Im letzten Heimspiel gegen Paderborn ging es vor ausverkauftem Haus zweimal in die Verlängerung, doch auch am Ende sprang wieder nichts Zählbares heraus. Gegen Nördlingen war man am vergangenen Wochenende in der ersten Halbzeit die spielbestimmende Mannschaft. Eine Schwächephase kurz vor dem Halbzeitpfiff stellte den Spielverlauf auf den Kopf. „Diese Phasen, wo gar nichts läuft, kosten uns einfach zu viel Kraft, psychisch wie physisch. Gegen Braunschweig müssen wir 40 Minuten lang voll konzentriert sein und uns gegenseitig in den Hintern treten“, so der US-Amerikanischer Aufbauspieler weiter.
Es gibt aber auch Lichtblicke im Team von Drasko Prodanovic. Vor allem Centerspieler Björn Schoo zeigte in den letzten Partien eine ansprechende Leistung und tat sich besonders durch sein unermüdliches Kämpferherz hervor. „Björn gibt alles auf dem Spielfeld, reißt seine Mannschaftskollegen mit. Diese Entwicklung freut uns sehr“, so Stephan Baeck. Nach zwölf Zählern gegen Paderborn punktete der 2,13m große A2-Nationalspieler auch gegen Nördlingen zweistellig (10) und soll ebenso gegen Braunschweig ein wichtiger Faktor im Spiel der Kölner sein.

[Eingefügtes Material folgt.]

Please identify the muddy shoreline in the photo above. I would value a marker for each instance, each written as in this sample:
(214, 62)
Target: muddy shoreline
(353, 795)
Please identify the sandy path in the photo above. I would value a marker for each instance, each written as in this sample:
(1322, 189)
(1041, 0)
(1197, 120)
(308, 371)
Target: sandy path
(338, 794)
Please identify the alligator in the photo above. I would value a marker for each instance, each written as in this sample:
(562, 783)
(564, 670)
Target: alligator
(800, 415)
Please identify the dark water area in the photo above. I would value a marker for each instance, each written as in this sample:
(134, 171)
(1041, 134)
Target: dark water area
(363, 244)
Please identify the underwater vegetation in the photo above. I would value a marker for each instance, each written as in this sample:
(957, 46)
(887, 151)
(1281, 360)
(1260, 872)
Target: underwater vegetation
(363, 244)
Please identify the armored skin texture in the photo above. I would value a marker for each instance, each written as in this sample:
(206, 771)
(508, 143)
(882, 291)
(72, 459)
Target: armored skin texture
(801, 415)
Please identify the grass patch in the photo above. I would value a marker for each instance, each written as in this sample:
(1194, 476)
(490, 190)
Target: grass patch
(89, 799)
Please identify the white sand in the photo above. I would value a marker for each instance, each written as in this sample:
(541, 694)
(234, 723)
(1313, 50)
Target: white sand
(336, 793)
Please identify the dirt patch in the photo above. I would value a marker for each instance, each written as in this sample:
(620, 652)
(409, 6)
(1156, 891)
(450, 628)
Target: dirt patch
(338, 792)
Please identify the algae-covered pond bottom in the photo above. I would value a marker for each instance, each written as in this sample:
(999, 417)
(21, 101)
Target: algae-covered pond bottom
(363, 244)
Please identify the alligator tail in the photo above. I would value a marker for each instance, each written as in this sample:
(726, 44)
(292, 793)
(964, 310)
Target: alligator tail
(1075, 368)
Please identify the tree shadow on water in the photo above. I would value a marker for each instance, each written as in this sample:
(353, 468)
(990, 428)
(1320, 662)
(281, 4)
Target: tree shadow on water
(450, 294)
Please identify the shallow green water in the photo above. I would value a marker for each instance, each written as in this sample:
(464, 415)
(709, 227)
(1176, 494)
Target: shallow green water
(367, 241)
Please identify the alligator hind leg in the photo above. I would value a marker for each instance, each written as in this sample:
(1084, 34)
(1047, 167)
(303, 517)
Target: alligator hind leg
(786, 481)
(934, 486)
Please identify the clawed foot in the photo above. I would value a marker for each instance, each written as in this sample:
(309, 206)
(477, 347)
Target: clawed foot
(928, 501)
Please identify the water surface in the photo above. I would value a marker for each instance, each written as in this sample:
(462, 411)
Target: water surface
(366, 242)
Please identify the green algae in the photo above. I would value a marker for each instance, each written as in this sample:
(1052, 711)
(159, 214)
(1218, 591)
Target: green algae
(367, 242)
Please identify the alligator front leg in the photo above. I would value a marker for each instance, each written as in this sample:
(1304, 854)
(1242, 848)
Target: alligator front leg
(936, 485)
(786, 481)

Gegen die New Yorker Phantoms Braunschweig, derzeitig auf dem 11. Tabellenplatz der Basketball Bundesliga, wird es für Schoo und seine Teamkollegen ein hartes Stück Arbeit werden, das steht bereits fest. Am vergangenen Wochenende gewann die Mannschaft von Emir Mutapcic mit 75:66 gegen die Artland Dragons, verlor die Woche zuvor mit 64:63 denkbar knapp und vor allem sehr unglücklich gegen ALBA Berlin.
Gegen Quakenbrück unterstrichen die Braunschweiger ihre derzeitige Leistungsstärke, führten bereits zur Halbzeit mit 15 Punkten. Vor allem die mannschaftliche Geschlossenheit ist es, die die Phantoms derzeit so schwer ausrechenbar macht. Alle eingesetzten Spieler punkteten, davon mit Dustin Salisbery (14), William Franklin (14) und Jonathan Levy (13) drei Spieler zweistellig und zwei weitere mit jeweils neun Punkten (Jeremy Crouch, Andrew Drevo).

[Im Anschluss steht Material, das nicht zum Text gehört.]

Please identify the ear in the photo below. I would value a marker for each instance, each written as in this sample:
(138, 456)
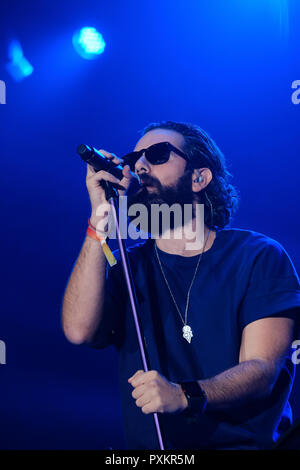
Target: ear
(200, 179)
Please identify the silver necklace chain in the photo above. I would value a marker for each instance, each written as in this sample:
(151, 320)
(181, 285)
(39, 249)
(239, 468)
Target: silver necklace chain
(187, 331)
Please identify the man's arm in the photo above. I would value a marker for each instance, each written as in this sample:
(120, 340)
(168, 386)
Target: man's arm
(264, 347)
(84, 295)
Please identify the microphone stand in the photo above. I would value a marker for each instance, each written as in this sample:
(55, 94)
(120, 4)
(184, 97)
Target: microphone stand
(112, 197)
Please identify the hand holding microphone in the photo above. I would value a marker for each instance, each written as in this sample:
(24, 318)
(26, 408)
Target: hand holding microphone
(95, 175)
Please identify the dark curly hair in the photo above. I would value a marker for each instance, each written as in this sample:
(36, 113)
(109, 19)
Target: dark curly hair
(204, 153)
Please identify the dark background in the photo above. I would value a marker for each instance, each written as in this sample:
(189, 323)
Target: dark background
(225, 65)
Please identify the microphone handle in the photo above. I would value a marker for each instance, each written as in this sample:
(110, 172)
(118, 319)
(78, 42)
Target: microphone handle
(98, 161)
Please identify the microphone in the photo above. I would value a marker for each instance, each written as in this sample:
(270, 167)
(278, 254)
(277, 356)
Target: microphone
(98, 161)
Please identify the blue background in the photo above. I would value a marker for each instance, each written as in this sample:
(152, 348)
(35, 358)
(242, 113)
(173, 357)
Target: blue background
(227, 66)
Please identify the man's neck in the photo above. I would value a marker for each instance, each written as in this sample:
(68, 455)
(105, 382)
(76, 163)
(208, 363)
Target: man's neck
(180, 246)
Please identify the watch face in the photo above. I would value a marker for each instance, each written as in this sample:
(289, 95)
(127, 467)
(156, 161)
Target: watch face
(196, 398)
(193, 389)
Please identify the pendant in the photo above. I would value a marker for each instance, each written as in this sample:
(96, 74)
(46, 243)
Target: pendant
(187, 333)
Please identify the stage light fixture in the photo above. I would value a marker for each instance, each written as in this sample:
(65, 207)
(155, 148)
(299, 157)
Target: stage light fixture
(88, 42)
(18, 67)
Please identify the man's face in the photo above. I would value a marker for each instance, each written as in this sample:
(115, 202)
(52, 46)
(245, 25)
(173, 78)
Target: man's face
(168, 183)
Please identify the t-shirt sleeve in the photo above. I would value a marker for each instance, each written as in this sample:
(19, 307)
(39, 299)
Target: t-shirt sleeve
(110, 327)
(273, 287)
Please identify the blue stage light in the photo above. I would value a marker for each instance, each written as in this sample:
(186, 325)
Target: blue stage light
(18, 67)
(88, 42)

„Es ist schwer, bei Braunschweig einen X-Faktor auszumachen, da sie sehr ausgeglichen agieren. Fast regelmäßig punkten drei bis vier Spieler im zweistelligen Bereich. Wir müssen geschlossen agieren und bis zum Schluss fighten, dann haben wir eine Chance“, zeigt sich Jamon Gordon zuversichtlich.